Today I learned that the University of Kentucky president has decided to put a curtain up to hide a mural that has been part of UK since the 1930’s. The mural, exquisitely painted and breathtaking in detail, attempts to show life in KY during an earlier period. Unfortunately, a handful of students complained that it showed African-Americans working in the fields--which was not uncommon for the period. In the language of “micro-aggressions” these relatively few students and their faculty mentors convinced the president of UK to hide its art.
The president of UK said the mural made some students “uncomfortable.” This was the justification for putting a curtain over a piece of art.
Where, I ask, are those campus liberals who defend art and creativity? Where are the campus liberals who defend all matters of provocation, either literary, symbolically, musically, poetically, or through paintings? Where are those who chastise conservatives for their protests against art they find offensive, such as the “Piss Christ,” that showed a crucifix submerged in a jar of urine. Where are those liberals who supported the artistic depictions of republicans as members of ISIS and the Nazi party at a recent conference at Cornell?
In 2002 then Attorney General John Ashcroft ordered that two curtains hide the statues that graced the halls of the Department of Justice. The statues were of mother liberty and mother justice, with each showing exposed breasts.
The hue and cry from the left was as loud as it was justifiable. When the Obama administration, however, again covered the statues for their press conferences nothing was said. Not a chirp. Is this what we are now seeing on our campuses? Is our outrage over the violation of core academic principles conditioned by which side of the political spectrum seeks to limit those principles?

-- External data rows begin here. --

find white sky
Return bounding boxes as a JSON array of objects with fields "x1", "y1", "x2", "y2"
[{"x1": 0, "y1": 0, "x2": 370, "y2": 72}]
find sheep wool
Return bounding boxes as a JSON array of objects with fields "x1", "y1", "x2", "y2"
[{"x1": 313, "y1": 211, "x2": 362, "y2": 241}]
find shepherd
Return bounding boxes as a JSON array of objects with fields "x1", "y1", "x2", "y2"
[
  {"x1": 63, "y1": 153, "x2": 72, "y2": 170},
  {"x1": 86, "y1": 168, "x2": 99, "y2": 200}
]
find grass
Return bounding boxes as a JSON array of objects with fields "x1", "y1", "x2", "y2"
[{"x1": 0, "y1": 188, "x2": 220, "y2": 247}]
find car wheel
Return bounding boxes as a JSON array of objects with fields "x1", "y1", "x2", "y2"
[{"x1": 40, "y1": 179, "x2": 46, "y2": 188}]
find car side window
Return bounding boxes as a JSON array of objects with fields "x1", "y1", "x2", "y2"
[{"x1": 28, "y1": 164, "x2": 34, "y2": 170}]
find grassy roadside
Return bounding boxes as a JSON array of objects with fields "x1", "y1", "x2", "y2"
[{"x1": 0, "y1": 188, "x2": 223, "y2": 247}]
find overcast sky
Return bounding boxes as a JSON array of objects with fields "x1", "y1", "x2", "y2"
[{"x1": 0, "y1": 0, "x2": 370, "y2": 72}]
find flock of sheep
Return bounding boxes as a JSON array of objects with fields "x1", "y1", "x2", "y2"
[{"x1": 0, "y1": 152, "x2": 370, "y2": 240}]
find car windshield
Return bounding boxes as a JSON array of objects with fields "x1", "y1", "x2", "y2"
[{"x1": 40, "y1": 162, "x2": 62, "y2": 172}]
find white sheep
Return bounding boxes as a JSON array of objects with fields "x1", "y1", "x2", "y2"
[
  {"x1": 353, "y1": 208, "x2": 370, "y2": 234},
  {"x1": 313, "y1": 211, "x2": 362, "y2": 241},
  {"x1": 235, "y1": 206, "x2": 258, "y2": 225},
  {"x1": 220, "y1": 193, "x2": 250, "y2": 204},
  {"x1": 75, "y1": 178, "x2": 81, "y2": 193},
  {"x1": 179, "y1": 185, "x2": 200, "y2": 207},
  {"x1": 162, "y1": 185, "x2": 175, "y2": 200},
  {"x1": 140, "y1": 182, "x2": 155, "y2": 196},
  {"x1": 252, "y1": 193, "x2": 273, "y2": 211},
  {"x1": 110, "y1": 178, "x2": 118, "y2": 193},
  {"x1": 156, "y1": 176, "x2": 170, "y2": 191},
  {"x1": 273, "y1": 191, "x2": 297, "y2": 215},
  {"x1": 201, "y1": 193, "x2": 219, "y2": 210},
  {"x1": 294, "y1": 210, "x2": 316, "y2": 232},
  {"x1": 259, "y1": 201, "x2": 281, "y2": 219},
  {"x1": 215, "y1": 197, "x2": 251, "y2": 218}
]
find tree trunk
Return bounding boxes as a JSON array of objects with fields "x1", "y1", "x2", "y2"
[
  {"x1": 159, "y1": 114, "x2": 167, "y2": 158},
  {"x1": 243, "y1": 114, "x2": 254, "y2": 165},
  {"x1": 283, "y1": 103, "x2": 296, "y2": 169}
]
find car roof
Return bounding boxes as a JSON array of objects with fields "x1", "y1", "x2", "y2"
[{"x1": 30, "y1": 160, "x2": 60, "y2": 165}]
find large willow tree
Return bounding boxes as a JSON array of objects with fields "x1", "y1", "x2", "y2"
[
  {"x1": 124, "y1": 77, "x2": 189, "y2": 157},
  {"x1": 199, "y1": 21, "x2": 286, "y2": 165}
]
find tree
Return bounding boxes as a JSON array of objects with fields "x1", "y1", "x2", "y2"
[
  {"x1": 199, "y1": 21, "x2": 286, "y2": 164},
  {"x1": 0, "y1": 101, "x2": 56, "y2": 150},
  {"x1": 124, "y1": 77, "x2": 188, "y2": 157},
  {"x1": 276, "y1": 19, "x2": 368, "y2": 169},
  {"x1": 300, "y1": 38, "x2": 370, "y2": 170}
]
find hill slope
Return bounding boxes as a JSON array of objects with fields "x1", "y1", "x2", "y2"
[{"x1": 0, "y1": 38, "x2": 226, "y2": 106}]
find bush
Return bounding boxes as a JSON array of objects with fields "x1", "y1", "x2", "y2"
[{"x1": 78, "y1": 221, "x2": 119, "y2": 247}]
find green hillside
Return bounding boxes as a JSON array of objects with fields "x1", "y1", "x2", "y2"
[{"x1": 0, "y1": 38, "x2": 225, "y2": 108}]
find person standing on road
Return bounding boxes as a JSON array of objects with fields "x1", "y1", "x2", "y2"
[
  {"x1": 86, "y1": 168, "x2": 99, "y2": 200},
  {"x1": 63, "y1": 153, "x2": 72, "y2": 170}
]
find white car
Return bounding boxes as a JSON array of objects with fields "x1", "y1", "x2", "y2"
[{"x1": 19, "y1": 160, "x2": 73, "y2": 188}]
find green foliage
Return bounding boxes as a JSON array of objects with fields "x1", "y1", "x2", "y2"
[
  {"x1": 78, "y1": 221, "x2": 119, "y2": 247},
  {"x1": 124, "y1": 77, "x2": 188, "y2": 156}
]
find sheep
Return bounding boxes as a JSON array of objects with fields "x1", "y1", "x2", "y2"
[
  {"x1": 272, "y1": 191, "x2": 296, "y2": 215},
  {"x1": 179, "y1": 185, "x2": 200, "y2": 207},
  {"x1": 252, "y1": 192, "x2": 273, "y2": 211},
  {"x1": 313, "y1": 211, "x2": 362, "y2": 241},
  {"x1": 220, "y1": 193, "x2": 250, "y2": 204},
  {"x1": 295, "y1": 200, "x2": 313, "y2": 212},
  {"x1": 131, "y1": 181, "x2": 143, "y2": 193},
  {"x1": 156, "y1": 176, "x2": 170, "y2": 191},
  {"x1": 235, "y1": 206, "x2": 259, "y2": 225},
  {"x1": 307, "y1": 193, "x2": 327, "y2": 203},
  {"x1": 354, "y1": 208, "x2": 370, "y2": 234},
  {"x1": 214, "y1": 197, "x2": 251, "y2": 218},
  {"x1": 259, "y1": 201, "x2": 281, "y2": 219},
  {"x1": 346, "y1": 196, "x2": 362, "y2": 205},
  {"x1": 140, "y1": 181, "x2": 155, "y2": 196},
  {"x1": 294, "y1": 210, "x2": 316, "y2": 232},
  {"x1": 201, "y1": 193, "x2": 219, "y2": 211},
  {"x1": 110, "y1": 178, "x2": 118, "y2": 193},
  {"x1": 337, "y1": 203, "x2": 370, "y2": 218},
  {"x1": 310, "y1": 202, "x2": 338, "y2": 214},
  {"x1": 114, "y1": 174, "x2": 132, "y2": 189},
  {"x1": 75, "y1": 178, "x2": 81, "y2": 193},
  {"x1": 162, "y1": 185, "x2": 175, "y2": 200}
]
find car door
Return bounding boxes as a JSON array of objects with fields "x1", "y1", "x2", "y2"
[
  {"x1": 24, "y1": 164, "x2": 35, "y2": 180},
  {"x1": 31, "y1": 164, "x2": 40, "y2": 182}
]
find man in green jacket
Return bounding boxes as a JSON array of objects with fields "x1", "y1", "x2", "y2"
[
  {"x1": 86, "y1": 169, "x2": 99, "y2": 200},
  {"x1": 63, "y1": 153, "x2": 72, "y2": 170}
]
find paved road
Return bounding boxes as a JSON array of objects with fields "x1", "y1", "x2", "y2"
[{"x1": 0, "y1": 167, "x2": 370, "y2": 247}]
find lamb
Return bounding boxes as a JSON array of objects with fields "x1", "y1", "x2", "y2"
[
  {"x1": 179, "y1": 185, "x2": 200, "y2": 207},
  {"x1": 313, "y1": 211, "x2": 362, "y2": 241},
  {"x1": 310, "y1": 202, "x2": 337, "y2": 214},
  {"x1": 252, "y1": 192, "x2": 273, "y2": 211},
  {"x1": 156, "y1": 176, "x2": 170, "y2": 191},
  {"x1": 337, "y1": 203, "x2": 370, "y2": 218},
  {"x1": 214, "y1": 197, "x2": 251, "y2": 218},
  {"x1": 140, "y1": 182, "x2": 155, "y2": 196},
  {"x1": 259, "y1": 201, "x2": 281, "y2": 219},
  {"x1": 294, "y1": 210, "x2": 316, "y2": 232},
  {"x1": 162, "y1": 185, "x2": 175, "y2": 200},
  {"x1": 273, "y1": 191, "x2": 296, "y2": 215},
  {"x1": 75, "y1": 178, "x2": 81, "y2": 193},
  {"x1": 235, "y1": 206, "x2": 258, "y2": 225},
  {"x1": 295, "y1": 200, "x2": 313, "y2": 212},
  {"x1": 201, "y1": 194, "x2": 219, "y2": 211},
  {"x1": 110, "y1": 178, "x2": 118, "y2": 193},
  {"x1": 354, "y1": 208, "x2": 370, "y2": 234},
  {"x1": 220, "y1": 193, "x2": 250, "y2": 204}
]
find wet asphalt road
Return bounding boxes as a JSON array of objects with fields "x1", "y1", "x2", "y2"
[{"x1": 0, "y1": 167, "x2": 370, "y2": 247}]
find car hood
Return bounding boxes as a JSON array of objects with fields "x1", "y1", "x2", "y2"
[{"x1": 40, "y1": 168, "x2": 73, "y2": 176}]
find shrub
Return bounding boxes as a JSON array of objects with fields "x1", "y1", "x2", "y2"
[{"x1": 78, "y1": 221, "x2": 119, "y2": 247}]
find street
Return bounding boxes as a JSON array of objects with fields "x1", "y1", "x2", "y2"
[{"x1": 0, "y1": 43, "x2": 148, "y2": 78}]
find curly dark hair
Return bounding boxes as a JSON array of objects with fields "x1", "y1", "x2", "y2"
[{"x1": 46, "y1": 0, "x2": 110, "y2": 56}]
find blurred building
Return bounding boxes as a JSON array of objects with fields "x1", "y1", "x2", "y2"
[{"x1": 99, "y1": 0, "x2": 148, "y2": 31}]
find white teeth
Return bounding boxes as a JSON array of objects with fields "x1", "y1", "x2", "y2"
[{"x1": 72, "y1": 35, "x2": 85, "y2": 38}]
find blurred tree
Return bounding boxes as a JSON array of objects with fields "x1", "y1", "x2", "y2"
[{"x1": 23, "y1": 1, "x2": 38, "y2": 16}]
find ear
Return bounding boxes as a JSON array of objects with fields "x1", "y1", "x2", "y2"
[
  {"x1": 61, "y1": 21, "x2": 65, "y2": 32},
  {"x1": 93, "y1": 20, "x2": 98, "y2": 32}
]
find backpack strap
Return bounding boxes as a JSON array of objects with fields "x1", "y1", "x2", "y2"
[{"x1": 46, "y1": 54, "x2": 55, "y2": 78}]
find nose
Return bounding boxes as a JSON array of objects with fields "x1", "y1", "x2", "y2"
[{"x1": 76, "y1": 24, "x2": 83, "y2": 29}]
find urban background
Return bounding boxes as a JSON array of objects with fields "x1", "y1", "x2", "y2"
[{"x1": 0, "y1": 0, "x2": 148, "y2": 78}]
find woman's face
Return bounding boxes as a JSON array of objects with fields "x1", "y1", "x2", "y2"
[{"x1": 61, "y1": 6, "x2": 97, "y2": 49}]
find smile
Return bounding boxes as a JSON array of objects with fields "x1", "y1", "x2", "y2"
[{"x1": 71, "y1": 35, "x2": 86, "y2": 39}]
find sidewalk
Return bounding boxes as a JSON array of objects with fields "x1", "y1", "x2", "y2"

If so, it is simply better that we quit pretending to have any academic principles at all.
The good things we have inherited, including our university’s culture of enquiry, are worth preserving. They should not be destroyed to accommodate the prevailing ideology or the whims of any group, large or small.
The idea of the university is a testament to our evolution, to our commitment to reason, to our belief in open inquiry, to our value of artistic creativity, to our acceptance of due process, to our belief in the necessity of dissent, and to our desire to pursue truth.
Building the university has been “slow, laborious, dull,” to use Scruton’s language. Destroying it, however, is “quick, easy, and exhilarating.” Paraphrasing Scruton, one position is “true but boring,” while the other is “exciting but false."
May I suggest a little more boring and a lot less excitement.